The Reliable AI: Bridging System Engineering and Large Language Models
For engineers building AI-powered systems, that unpredictability introduces real risks: hallucinations, runaway inference costs, outages, privacy, security and legal liability.
This talk shows how to treat LLMs as unreliable components inside reliable systems. By applying principles from system reliability engineering, you can design architectures that contain the uncertainty of AI instead of letting it leak into production.
Key takeaways
How to wrap unreliable AI models in reliable system architecture
Practical patterns for managing cost, reliability, and failure modes in AI systems
How to detect hallucinations and model drift with semantic monitoring
Security techniques to prevent prompt injection and data leakage
Who Is This For?
- Software engineers building AI-powered products
- SREs and platform engineers responsible for reliability
- Architects integrating AI services into production systems
Level
Practitioner to advanced
What This Session Covers
- Categorizing AI risks
- Architectural patterns to mitigate those risks (sandbox, gateways, fallbacks, rate limiter, compartmentalization, AI firewall, circuit breakers, ...)

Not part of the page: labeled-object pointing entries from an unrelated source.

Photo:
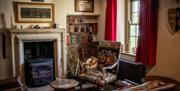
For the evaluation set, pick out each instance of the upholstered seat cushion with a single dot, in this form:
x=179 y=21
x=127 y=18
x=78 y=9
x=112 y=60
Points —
x=96 y=76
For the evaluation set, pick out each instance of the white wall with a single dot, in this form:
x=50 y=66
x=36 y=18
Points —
x=168 y=45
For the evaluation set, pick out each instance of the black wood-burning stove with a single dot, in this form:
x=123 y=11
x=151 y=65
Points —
x=39 y=72
x=39 y=63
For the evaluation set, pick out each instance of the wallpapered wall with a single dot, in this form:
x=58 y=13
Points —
x=168 y=45
x=62 y=9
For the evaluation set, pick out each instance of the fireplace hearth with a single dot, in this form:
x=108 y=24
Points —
x=19 y=38
x=39 y=72
x=39 y=64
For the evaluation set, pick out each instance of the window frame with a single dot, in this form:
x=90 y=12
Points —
x=128 y=24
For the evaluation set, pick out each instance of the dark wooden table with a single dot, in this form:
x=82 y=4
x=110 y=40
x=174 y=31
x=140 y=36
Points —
x=64 y=84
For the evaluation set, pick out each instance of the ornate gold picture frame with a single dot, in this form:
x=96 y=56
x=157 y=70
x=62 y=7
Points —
x=34 y=12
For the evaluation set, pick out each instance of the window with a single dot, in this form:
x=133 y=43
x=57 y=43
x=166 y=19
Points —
x=132 y=30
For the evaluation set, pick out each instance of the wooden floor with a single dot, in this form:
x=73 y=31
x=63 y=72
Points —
x=43 y=88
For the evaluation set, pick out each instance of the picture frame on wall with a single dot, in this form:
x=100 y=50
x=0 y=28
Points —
x=34 y=12
x=84 y=5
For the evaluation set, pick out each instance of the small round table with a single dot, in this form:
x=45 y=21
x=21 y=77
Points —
x=64 y=84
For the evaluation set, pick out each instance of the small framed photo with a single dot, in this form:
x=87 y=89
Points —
x=84 y=5
x=34 y=12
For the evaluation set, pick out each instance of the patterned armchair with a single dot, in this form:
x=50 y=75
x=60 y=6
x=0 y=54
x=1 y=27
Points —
x=101 y=67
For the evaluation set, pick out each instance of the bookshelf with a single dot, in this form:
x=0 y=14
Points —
x=80 y=27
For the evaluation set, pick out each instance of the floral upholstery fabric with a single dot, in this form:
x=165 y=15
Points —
x=108 y=53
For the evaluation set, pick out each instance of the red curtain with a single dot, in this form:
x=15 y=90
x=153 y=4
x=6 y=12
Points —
x=111 y=18
x=147 y=43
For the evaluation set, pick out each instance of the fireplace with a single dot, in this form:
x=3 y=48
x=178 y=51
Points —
x=39 y=72
x=20 y=38
x=39 y=63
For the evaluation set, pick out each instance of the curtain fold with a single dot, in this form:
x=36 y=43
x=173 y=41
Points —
x=147 y=41
x=111 y=18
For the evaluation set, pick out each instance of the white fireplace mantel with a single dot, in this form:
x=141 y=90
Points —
x=19 y=36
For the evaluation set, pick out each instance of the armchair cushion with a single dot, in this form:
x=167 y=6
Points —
x=108 y=53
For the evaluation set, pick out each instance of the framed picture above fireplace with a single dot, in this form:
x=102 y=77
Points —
x=34 y=12
x=84 y=5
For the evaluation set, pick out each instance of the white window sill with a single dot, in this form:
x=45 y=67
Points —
x=128 y=54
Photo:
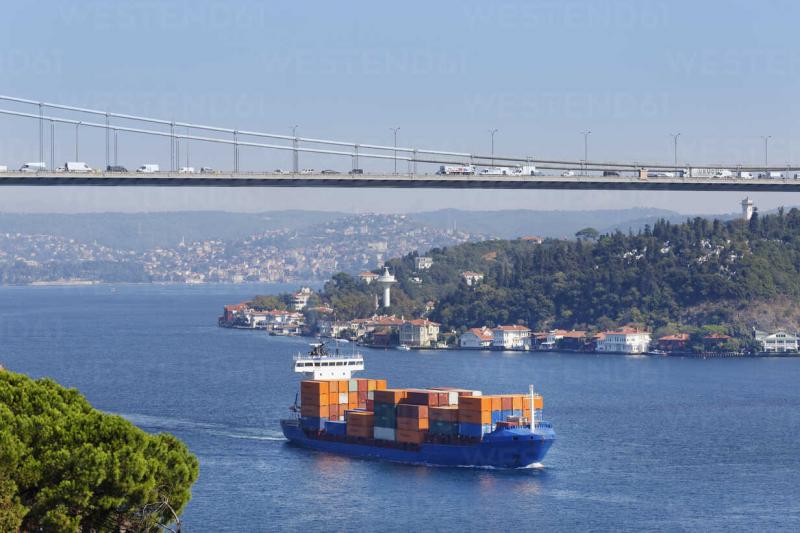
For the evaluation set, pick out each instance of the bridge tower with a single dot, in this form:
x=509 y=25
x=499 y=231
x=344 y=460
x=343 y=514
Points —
x=747 y=209
x=386 y=281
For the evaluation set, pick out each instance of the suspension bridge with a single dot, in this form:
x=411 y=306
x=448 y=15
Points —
x=411 y=161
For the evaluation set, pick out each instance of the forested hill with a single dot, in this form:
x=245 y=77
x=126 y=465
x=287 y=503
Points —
x=699 y=272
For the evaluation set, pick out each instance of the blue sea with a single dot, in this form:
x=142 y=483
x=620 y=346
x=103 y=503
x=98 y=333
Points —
x=644 y=444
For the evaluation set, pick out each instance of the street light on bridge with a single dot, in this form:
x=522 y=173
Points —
x=766 y=150
x=77 y=139
x=295 y=156
x=586 y=147
x=492 y=132
x=675 y=146
x=395 y=130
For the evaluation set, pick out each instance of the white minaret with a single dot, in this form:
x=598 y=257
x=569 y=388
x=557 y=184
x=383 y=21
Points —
x=747 y=209
x=387 y=280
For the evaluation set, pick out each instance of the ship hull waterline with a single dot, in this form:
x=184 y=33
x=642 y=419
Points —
x=507 y=449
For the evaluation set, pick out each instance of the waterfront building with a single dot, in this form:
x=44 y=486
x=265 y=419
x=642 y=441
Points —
x=476 y=339
x=423 y=263
x=777 y=342
x=673 y=343
x=419 y=333
x=625 y=340
x=514 y=337
x=300 y=298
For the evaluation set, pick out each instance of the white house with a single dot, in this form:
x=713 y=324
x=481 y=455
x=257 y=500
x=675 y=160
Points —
x=423 y=263
x=513 y=337
x=476 y=339
x=472 y=278
x=420 y=333
x=625 y=340
x=300 y=298
x=780 y=341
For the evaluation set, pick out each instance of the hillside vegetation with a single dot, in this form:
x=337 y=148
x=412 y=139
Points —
x=698 y=272
x=65 y=466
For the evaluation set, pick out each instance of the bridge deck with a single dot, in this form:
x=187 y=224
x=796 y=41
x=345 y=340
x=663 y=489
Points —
x=167 y=179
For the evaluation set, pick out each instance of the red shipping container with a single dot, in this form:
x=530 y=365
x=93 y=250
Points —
x=475 y=403
x=446 y=414
x=394 y=396
x=412 y=411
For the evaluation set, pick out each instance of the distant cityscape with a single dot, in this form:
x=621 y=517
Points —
x=348 y=244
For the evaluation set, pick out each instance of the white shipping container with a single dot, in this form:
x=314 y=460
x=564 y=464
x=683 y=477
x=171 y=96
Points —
x=380 y=433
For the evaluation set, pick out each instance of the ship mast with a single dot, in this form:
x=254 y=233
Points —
x=533 y=409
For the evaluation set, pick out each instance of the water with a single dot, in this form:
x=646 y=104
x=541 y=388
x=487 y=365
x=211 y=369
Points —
x=644 y=443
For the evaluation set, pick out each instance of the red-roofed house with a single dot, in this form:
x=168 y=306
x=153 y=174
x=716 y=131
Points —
x=419 y=333
x=476 y=339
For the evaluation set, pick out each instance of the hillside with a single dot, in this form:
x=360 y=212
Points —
x=698 y=272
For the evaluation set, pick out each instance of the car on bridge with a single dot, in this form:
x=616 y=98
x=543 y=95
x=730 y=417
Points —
x=33 y=167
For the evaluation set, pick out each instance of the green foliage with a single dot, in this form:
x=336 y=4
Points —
x=587 y=233
x=665 y=277
x=65 y=466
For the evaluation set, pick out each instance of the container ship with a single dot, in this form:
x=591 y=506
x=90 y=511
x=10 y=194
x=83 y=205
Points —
x=440 y=426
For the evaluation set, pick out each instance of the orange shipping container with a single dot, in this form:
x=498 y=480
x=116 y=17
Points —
x=516 y=402
x=314 y=386
x=359 y=431
x=410 y=436
x=321 y=399
x=497 y=403
x=445 y=413
x=412 y=423
x=315 y=411
x=389 y=395
x=537 y=398
x=474 y=417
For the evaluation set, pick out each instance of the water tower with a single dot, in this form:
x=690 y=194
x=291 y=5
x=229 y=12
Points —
x=386 y=281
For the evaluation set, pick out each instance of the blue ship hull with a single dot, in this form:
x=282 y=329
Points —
x=505 y=448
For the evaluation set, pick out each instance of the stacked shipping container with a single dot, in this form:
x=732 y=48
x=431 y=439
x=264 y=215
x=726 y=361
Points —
x=407 y=415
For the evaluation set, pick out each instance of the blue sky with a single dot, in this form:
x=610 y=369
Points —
x=721 y=73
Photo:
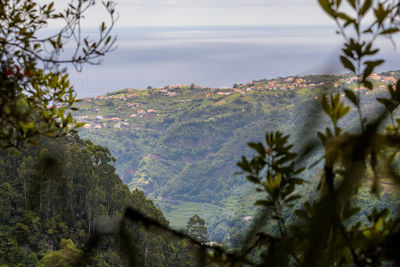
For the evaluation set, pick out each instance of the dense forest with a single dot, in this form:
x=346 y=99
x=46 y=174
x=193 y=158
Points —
x=56 y=196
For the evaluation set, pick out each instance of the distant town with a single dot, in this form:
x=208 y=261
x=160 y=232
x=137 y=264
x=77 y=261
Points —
x=130 y=112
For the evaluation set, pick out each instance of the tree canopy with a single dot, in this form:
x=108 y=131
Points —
x=36 y=96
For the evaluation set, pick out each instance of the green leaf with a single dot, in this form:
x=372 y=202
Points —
x=301 y=214
x=364 y=9
x=347 y=64
x=352 y=3
x=351 y=96
x=292 y=198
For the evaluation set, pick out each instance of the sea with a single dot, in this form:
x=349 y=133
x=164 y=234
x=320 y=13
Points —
x=215 y=56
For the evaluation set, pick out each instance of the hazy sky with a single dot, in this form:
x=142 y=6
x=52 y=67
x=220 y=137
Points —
x=214 y=12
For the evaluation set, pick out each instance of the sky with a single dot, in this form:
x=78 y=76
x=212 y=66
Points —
x=213 y=12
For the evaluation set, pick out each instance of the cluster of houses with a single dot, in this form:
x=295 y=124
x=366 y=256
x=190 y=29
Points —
x=282 y=84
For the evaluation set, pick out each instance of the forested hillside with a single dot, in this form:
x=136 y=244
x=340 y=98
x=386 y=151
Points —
x=56 y=196
x=180 y=143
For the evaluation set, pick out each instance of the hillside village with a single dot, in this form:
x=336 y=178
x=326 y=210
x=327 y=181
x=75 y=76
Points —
x=129 y=109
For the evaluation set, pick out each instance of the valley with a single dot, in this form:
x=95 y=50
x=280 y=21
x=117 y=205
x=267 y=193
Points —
x=180 y=143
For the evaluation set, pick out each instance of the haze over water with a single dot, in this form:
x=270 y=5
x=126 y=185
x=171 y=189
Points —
x=215 y=56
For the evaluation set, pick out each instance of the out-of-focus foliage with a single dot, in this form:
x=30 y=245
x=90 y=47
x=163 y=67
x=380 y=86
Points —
x=35 y=94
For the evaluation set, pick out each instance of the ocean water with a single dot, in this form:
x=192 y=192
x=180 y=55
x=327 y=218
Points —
x=215 y=56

- Cost control patterns for AI workloads
- Semantic monitoring and evaluation pipelines
- Security patterns for prompt injection and data leakage
What It’s Not
- Not a prompt engineering talk
- Not about building LLM models from scratch
- Not a theoretical overview of AI
Full description
Large Language Models are incredibly powerful, but fundamentally unpredictable. For engineers tasked with integrating AI into production, this stochastic nature introduces significant risks: spiraling inference costs, outages, hallucinations, security vulnerabilities in AI-generated code, privacy breaches, and unpredictable vendor outages.

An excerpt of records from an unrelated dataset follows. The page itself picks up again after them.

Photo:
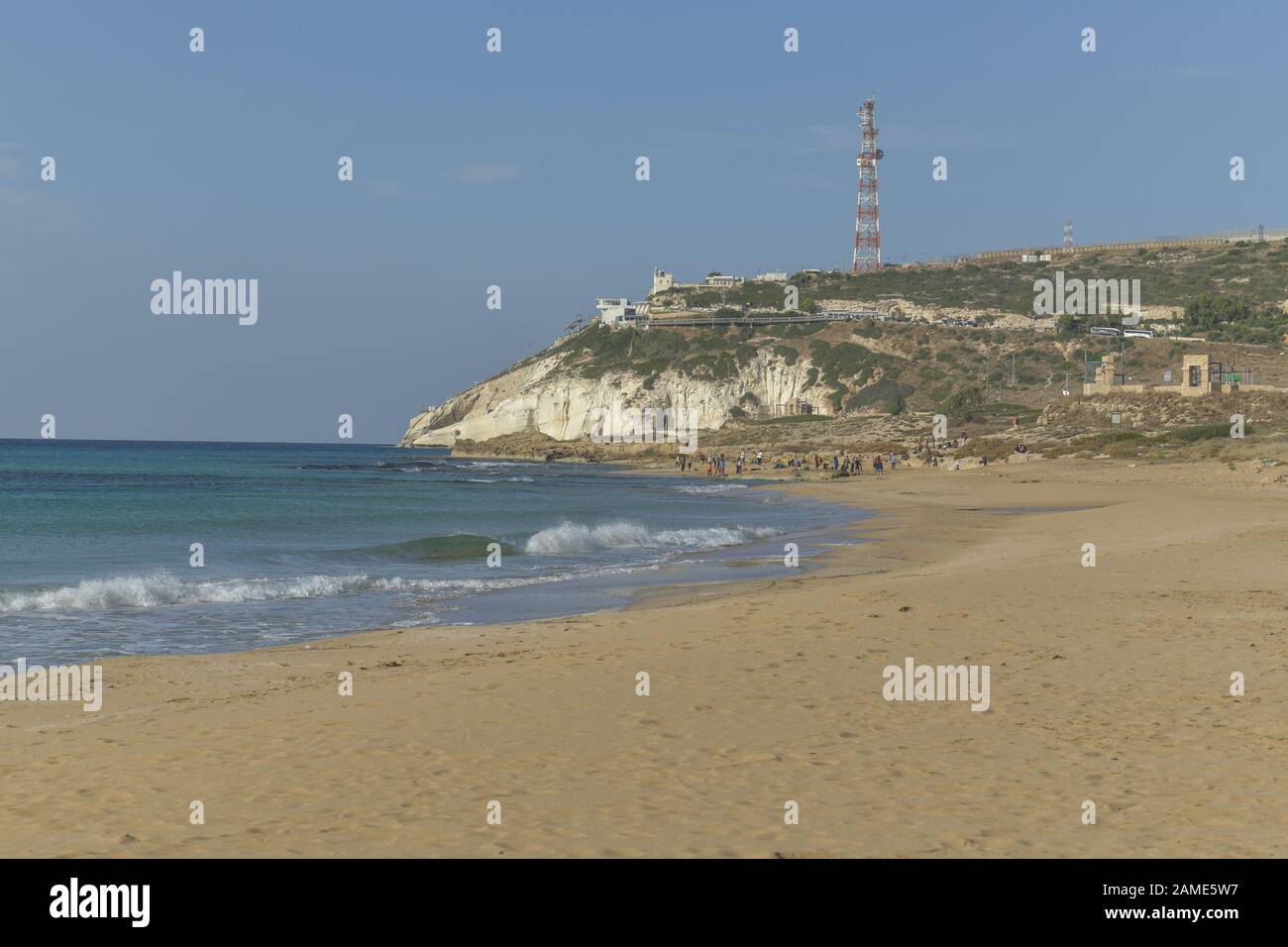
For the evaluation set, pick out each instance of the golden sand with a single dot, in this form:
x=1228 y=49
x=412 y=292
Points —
x=1109 y=684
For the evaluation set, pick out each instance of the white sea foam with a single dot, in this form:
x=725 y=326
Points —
x=162 y=589
x=578 y=538
x=711 y=488
x=165 y=589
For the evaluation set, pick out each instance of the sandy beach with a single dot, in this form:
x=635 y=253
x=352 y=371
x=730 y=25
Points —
x=1109 y=684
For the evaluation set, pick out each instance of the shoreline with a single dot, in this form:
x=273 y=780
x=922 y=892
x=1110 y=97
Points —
x=1109 y=684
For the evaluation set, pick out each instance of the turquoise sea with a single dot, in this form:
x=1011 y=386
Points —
x=300 y=541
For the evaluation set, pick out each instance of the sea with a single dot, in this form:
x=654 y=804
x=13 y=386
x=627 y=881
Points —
x=129 y=548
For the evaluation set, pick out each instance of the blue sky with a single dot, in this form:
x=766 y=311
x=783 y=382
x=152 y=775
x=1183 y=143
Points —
x=518 y=169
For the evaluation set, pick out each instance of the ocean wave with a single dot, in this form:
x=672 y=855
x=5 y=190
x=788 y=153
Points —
x=455 y=547
x=711 y=488
x=578 y=538
x=163 y=589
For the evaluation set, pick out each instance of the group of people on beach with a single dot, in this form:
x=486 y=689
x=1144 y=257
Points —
x=840 y=464
x=717 y=464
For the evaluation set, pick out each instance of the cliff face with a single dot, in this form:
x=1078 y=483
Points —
x=549 y=397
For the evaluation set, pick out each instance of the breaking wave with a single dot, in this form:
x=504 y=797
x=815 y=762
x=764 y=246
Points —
x=163 y=589
x=579 y=538
x=712 y=488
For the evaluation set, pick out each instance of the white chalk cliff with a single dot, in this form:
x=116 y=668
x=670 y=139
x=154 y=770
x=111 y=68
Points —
x=552 y=397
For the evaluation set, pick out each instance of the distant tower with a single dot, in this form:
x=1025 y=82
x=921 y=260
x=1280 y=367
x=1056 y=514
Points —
x=867 y=221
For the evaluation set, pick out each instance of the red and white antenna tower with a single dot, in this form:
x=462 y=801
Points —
x=867 y=221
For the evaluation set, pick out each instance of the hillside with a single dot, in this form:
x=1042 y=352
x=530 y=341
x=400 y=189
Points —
x=1171 y=278
x=905 y=363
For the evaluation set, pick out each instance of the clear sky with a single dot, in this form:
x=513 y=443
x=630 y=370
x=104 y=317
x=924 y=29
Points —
x=518 y=169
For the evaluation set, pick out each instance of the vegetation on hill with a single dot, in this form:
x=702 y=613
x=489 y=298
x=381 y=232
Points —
x=1252 y=270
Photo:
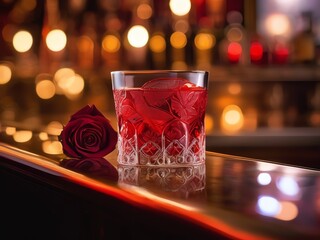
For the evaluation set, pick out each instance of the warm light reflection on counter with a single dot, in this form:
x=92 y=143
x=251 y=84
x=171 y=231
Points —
x=22 y=136
x=264 y=178
x=5 y=73
x=288 y=185
x=52 y=147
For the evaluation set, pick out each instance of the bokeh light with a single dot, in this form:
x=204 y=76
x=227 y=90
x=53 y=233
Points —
x=56 y=40
x=157 y=43
x=204 y=41
x=180 y=7
x=256 y=51
x=54 y=128
x=234 y=52
x=232 y=118
x=234 y=34
x=178 y=40
x=10 y=130
x=22 y=41
x=138 y=36
x=144 y=11
x=111 y=43
x=45 y=89
x=278 y=24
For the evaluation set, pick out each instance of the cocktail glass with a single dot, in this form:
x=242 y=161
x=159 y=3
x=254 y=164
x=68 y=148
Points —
x=160 y=117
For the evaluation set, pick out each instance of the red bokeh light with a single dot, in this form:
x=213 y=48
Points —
x=256 y=51
x=234 y=52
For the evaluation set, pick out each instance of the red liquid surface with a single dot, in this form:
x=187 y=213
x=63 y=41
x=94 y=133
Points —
x=163 y=114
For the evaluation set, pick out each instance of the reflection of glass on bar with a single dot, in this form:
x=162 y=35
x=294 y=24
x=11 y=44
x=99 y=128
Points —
x=184 y=180
x=160 y=116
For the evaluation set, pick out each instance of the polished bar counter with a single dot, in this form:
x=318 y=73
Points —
x=47 y=196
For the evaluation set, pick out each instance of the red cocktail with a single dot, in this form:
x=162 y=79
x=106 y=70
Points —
x=161 y=122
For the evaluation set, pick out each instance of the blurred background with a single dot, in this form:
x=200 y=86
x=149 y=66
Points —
x=263 y=57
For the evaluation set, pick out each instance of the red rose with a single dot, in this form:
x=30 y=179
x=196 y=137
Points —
x=88 y=134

Drawing on principles from System Reliability Engineering, this talk explores how to bridge conventional infrastructure practices with modern AI systems. The key idea is not better prompting, but better architecture. By wrapping unpredictable AI components in deterministic system patterns, we can build systems that remain reliable even when the models themselves are not.
This session demonstrates practical engineering patterns for measuring, monitoring, and enforcing reliability in AI-powered applications — without sacrificing the capabilities of the underlying models.